Kedua, mereka mendalami ilmu, sementara jiwa mereka masih kotor. Mereka tidak menyibukkan diri dengan penataan jiwa terlebih dahulu sehingga ketika ilmu masuk ke hati mereka, ilmu mendapatkan rumah yang kotor. Akibatnya, buahnya menjadi jelek. Wahab bin Munabbih mengatakan. “Ilmu bagaikan hujan. Hujan turun membawa air yang tawar dan jernih. Pepohonan kemudian menyerapnya dan mengubahnya sesuai dengan serbuk sarinya. Jika serbuknya berasa pahit, air hujan menjadi pahit; jika serbuknya manis, air hujan pun menjadi manis. Ilmu disimpan oleh manusia yang mempunyai beragam motif dan keinginan. Maka, orang sombong akan semakin tinggi kesombongannya dan orang rendah hati akan semakin bertambah kerendahan hatinya.” Jika seorang yang sombong dan bodoh mendapatkan ilmu, berarti ia mendapatkan sesuatu yang bisa ia sombongkan. Maka, bertambahlah kesombongannya. Adapun jika orang yang bertakwa dan tidak berilmu semakin bertambah ilmunya, ia semakin mengetahui bahwa argumentasi Allah semakin berat atas dirinya. Maka, bertambahlah ketakutan dan kerendahan hatinya. Allah Swt berfirman kepada Nabi Muhammad, Dan rendahkanlah dirimu terhadap orang-orang yang beriman yang mengikutimu. Sekiranya engkau bersikap keras dan berhati kasar, tentulah mereka menjauhkan diri dari sekelilingmu. Allah pun menguraikan sifat-sifat para kekasihnya, (Mereka) bersikap lemah lembut terhadap orang-orang yang beriman, tetapi bersikap keras terhadap orang-orang kafir. Abbas meriwayatkan bahwa Rasulullah Shalallahu alaihi wa aalihi wa shahbihi wa salam pernah bersabda, “Akan ada suatu kaum yang suka membaca Al-Quran, tetapi bacaan mereka tidak sampai melewati tenggorokan. Mereka mengatakan, ‘Kami telah membaca Al-Quran. Adakah yang lebih hebat bacaannya dan lebih mengerti daripada kami?”” Kemudian Rasulullah Shalallahu alaihi wa aalihi wa shahbihi wa salam menoleh kepada para sahabatnya dan mengatakan, “Mereka adalah bagian dari kalian, wahai umatku. Mereka itulah bahan bakar neraka.”

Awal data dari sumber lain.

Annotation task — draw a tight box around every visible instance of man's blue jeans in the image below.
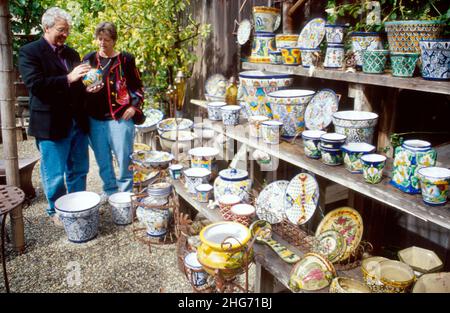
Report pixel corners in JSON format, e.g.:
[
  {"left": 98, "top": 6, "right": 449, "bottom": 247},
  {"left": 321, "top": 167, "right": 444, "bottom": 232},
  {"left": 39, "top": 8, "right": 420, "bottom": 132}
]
[
  {"left": 89, "top": 118, "right": 134, "bottom": 195},
  {"left": 36, "top": 122, "right": 89, "bottom": 216}
]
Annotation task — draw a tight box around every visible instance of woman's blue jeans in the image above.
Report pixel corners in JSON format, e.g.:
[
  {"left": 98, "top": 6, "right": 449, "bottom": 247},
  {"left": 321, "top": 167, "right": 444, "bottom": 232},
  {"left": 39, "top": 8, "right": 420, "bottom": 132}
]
[
  {"left": 36, "top": 122, "right": 89, "bottom": 216},
  {"left": 89, "top": 117, "right": 134, "bottom": 195}
]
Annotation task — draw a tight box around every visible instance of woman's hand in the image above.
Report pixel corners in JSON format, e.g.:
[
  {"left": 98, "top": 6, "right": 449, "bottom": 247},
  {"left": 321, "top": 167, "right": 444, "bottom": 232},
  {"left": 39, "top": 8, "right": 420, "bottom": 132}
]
[{"left": 122, "top": 107, "right": 136, "bottom": 121}]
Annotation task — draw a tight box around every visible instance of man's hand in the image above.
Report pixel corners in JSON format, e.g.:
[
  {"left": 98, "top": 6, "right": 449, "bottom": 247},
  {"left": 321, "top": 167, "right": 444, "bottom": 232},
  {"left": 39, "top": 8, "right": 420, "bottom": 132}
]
[{"left": 67, "top": 64, "right": 91, "bottom": 84}]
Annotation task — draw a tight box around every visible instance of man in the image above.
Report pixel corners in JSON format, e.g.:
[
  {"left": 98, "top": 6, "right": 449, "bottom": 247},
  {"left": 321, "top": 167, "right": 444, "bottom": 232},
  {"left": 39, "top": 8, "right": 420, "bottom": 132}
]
[{"left": 19, "top": 7, "right": 90, "bottom": 226}]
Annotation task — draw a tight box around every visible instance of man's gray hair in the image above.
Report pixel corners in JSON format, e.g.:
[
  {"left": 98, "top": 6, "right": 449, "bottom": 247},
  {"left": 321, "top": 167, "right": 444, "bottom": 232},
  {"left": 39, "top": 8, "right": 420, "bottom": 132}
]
[{"left": 42, "top": 7, "right": 72, "bottom": 30}]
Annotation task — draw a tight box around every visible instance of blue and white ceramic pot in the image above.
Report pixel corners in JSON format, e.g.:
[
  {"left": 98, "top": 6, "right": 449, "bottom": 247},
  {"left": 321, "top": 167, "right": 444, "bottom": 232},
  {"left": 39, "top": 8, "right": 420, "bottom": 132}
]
[
  {"left": 419, "top": 39, "right": 450, "bottom": 80},
  {"left": 391, "top": 140, "right": 437, "bottom": 194}
]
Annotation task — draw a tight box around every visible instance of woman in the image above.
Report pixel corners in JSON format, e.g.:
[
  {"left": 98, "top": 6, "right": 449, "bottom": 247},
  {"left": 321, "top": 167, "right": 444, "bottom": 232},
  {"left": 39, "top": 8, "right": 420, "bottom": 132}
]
[{"left": 83, "top": 22, "right": 144, "bottom": 195}]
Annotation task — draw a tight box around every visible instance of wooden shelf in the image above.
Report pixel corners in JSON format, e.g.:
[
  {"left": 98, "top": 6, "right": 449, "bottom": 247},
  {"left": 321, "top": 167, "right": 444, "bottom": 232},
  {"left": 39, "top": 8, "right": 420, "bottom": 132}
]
[
  {"left": 242, "top": 62, "right": 450, "bottom": 95},
  {"left": 191, "top": 100, "right": 450, "bottom": 229}
]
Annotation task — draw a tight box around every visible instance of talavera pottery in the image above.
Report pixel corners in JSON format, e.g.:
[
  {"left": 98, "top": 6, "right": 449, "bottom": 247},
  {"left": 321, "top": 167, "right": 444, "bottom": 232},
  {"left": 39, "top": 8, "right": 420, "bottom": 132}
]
[
  {"left": 341, "top": 142, "right": 375, "bottom": 174},
  {"left": 197, "top": 222, "right": 253, "bottom": 279},
  {"left": 256, "top": 180, "right": 289, "bottom": 224},
  {"left": 55, "top": 191, "right": 100, "bottom": 243},
  {"left": 284, "top": 173, "right": 319, "bottom": 225},
  {"left": 412, "top": 273, "right": 450, "bottom": 293},
  {"left": 330, "top": 277, "right": 370, "bottom": 293},
  {"left": 184, "top": 252, "right": 208, "bottom": 287},
  {"left": 419, "top": 39, "right": 450, "bottom": 80},
  {"left": 390, "top": 140, "right": 437, "bottom": 194},
  {"left": 360, "top": 153, "right": 386, "bottom": 184},
  {"left": 108, "top": 192, "right": 133, "bottom": 225},
  {"left": 417, "top": 167, "right": 450, "bottom": 205},
  {"left": 333, "top": 111, "right": 378, "bottom": 144},
  {"left": 302, "top": 130, "right": 326, "bottom": 159},
  {"left": 305, "top": 89, "right": 339, "bottom": 130},
  {"left": 289, "top": 253, "right": 336, "bottom": 292},
  {"left": 267, "top": 89, "right": 315, "bottom": 137},
  {"left": 398, "top": 246, "right": 444, "bottom": 274},
  {"left": 250, "top": 220, "right": 300, "bottom": 264},
  {"left": 239, "top": 71, "right": 293, "bottom": 118},
  {"left": 316, "top": 207, "right": 364, "bottom": 261},
  {"left": 214, "top": 168, "right": 252, "bottom": 202}
]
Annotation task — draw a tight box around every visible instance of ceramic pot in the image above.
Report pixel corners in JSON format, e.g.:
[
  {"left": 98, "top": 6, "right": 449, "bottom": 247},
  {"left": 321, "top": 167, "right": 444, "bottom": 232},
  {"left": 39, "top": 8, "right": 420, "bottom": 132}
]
[
  {"left": 362, "top": 50, "right": 389, "bottom": 74},
  {"left": 267, "top": 89, "right": 315, "bottom": 137},
  {"left": 108, "top": 192, "right": 133, "bottom": 225},
  {"left": 214, "top": 168, "right": 252, "bottom": 202},
  {"left": 197, "top": 222, "right": 253, "bottom": 279},
  {"left": 361, "top": 153, "right": 386, "bottom": 184},
  {"left": 419, "top": 39, "right": 450, "bottom": 80},
  {"left": 351, "top": 32, "right": 383, "bottom": 66},
  {"left": 341, "top": 142, "right": 375, "bottom": 174},
  {"left": 239, "top": 71, "right": 293, "bottom": 118},
  {"left": 302, "top": 130, "right": 326, "bottom": 159},
  {"left": 384, "top": 20, "right": 445, "bottom": 53},
  {"left": 417, "top": 166, "right": 450, "bottom": 205},
  {"left": 390, "top": 140, "right": 437, "bottom": 194},
  {"left": 55, "top": 191, "right": 100, "bottom": 243},
  {"left": 333, "top": 111, "right": 378, "bottom": 144},
  {"left": 391, "top": 52, "right": 419, "bottom": 77}
]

Umar r.a. mengatakan, “janganlah kalian menjadi ulama-ulama yang menyombongkan diri. Sehingga ilmu kalian tidak dapat mencukupi kebodohan kalian.” Karena itu, Tamim meminta izin kepada Umar untuk berbicara di depan khalayak, tetapi Umar tidak mengizinkan dan mengatakan, “Hal itu adalah penyembelihan (kebinasaan) untuk dirimu.” Seorang pemimpin suku juga meminta izin kepada Umar, bahwa jika ia sudah selesai menunaikan shalat, ia akan menyampaikan ceramah. Umar mengatakan, “Aku khawatir engkau akan membesar hingga sampai ke bintangTsurayya.” Maka, betapa sedikit sekali seorang alim di muka bumi ini bilamana ia tidak terpengaruh oleh kemuliaan dan kebanggaan karena ilmu, jika ada orang alim seperti itu, dialah seperti Abu Bakar As-shiddiq di zamannya. Tidak seharusnya seseorang berpisah darinya. Bahkan melihatnya saja merupakan ibadah, apalagi mengambil pelajaran dari napas dan tingkah lakunya. Andaikan aku mengetahui ada orang seperti itu, meskipun ia ada di ujung negeri China, aku akan datang kepadanya, dengan harapan barakahnya bisa mengayomiku serta laku dan pekertinya bisa menyebar kepadaku. Maka aku memohon kepada Allah agar memperlakukan kita dengan penuh kasih dan menutupi keburukan-keburukan amal kita sesuai dengan kemurahan dan kemuliaan-Nya.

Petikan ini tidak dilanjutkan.